Lebanon helps mass repatriation of OFWs

By Rhyse Furio, ABS–CBN Middle East News Bureau

Posted at Feb 02 2011 12:42 PM | Updated as of Feb 08 2011 08:57 PM

BEIRUT, Lebanon – The past three months have witnessed a wave of mass repatriations of distressed overseas Filipino workers (OFWs), the Philippine embassy stated.

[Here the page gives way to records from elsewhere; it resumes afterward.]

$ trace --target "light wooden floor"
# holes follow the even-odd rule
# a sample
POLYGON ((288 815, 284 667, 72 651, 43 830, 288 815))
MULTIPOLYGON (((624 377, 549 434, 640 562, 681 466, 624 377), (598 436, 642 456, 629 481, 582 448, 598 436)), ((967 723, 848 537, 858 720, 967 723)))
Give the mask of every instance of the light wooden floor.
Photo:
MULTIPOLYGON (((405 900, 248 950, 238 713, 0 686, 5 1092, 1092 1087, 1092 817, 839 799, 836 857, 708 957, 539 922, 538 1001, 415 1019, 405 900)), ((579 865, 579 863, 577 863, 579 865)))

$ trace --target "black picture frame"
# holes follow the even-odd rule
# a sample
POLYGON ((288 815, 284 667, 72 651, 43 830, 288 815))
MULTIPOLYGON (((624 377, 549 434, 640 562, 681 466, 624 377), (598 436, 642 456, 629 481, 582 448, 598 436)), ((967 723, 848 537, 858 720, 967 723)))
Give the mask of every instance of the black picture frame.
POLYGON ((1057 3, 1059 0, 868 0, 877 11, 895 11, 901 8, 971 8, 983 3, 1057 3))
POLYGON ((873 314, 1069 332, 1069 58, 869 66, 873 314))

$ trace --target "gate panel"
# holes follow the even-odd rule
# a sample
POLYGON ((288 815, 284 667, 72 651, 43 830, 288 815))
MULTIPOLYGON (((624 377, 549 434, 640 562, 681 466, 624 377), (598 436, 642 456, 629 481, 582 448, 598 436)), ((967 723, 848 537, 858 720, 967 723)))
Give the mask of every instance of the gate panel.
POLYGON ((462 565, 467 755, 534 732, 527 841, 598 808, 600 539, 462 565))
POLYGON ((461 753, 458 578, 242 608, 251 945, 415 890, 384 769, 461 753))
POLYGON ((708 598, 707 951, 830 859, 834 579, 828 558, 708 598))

According to embassy officials, this is due to closer collaboration between the embassy and the Lebanese General Security.
 
“Mass repatriations normally occur twice a year—mid–year and in December,” said Salome Mendoza, assistant labor attaché of the Philippine Overseas Labor Office. “It’s only as we approached 2011 that they’ve happened successively.”
 
The quick succession of mass repatriations resulted in the temporary emptying of the embassy’s Filipino Resource Center (FRC) on January 15, when the remaining 15 wards were sent home, followed by 8 from detention centers who were repatriated on January 17.
 
Accompanying the January 15 batch were two General Security officials: Mjr. Nader Abi Nader and Lt. Fadi Malak. Since then, the 2 officials have been meeting with their counterparts from the Department of Foreign Affairs (DFA), especially to discuss the quick repatriation of OFWs.
 
“We invited the two General Security officials to look into the deployment program in the Philippines,” said Ambassador Gilberto Asuque. “So it is an opportunity for them to see how we ensure that Filipinos who work abroad are protected.”
 
The mass repatriations began in June 2010, with the biggest batch of 162 distressed OFWs being repatriated on November 14 and 15: 127 from the FRC, 17 from detention centers, 2 from Caritas Lebanon Migrants’ Center and 16 who overstayed their visas.
 
This was followed on January 11 by the repatriation of 59 distressed OFWs: 53 from the FRC, and 6 from detention centers.
 
In all, 449 distressed OFWs have been repatriated within this 7–month period, according to Asuque.
 
“That means 449 experienced physical and verbal abuse, and we don’t want that to happen to Filipinos when they work in Lebanon,” said Asuque. “That’s why we have announced that the embassy is continuing negotiations with the Lebanese government for a memorandum of understanding.”
 
According to Mendoza, Lebanon has submitted a new draft of the Memorandum of Understanding (MOU) that is based on the Philippines' MOU with Jordan. Alternatively, the Philippine embassy is hoping that the Lebanese labor minister will introduce to the Lebanese parliament a law that specifically protects migrant workers. The MOU and law on migrant workers’ protection are two conditions stipulated in Section 4 of Republic Act 10022, or the Amended Migrant Workers’ Act.
 
“Any one of those two conditions will enable us to review the current policy on deployment to Lebanon, but at the moment, as things stand, the ban stays,” stated Asuque.
 
The ban has been in place since June 18, 2007, after the war in Lebanon in 2006.
 
Recently, Lebanon entered into another period of conflict with the toppling of former prime minister Saad Hariri’s government and the appointment of Najib Mikati to the position. Asked how the current volatile political situation in Lebanon affects negotiations on the MOU, Asuque declined to comment, saying he submitted his analysis to the DFA.
 
The embassy does hope that potential OFWs would be warned against coming to work in Lebanon.
 
“I hope that through the arrival of the mass repatriation batches, prospective OFWs will pick up that they should defer coming here, because we are still working on agreements to protect them and improve their working conditions,” said Assistance to Nationals (ATN) Officer Edwin Batallones.
 
The ATN office is responsible for disbursing repatriation funds by dipping into a yearly budget provided by the DFA. According to Asuque, ATN funds paid the airfare for 405 of the 449 repatriates.
 
The embassy has also been able to seek the help of immigration authorities in waiving violation-of-contract costs incurred by runaway OFWs. These include, per person, about $3,000 in employer’s deployment cost and approximately $200 per year in penalties due to terminated work papers. Through close cooperative efforts between the embassy and General Security, the Philippine government ended up paying only the repatriates’ Beirut–Manila airfare.
 
The embassy hopes that, through talks with the DFA, Abi Nader and Malak can convey information that could help solve some of the challenges faced by OFWs in Lebanon. In the meantime, the DFA and the Department of Labor and Employment are reviewing the current MOU draft based on the Jordanian model. If the MOU is signed, said Mendoza, the lifting of the deployment ban to Lebanon may not be far off.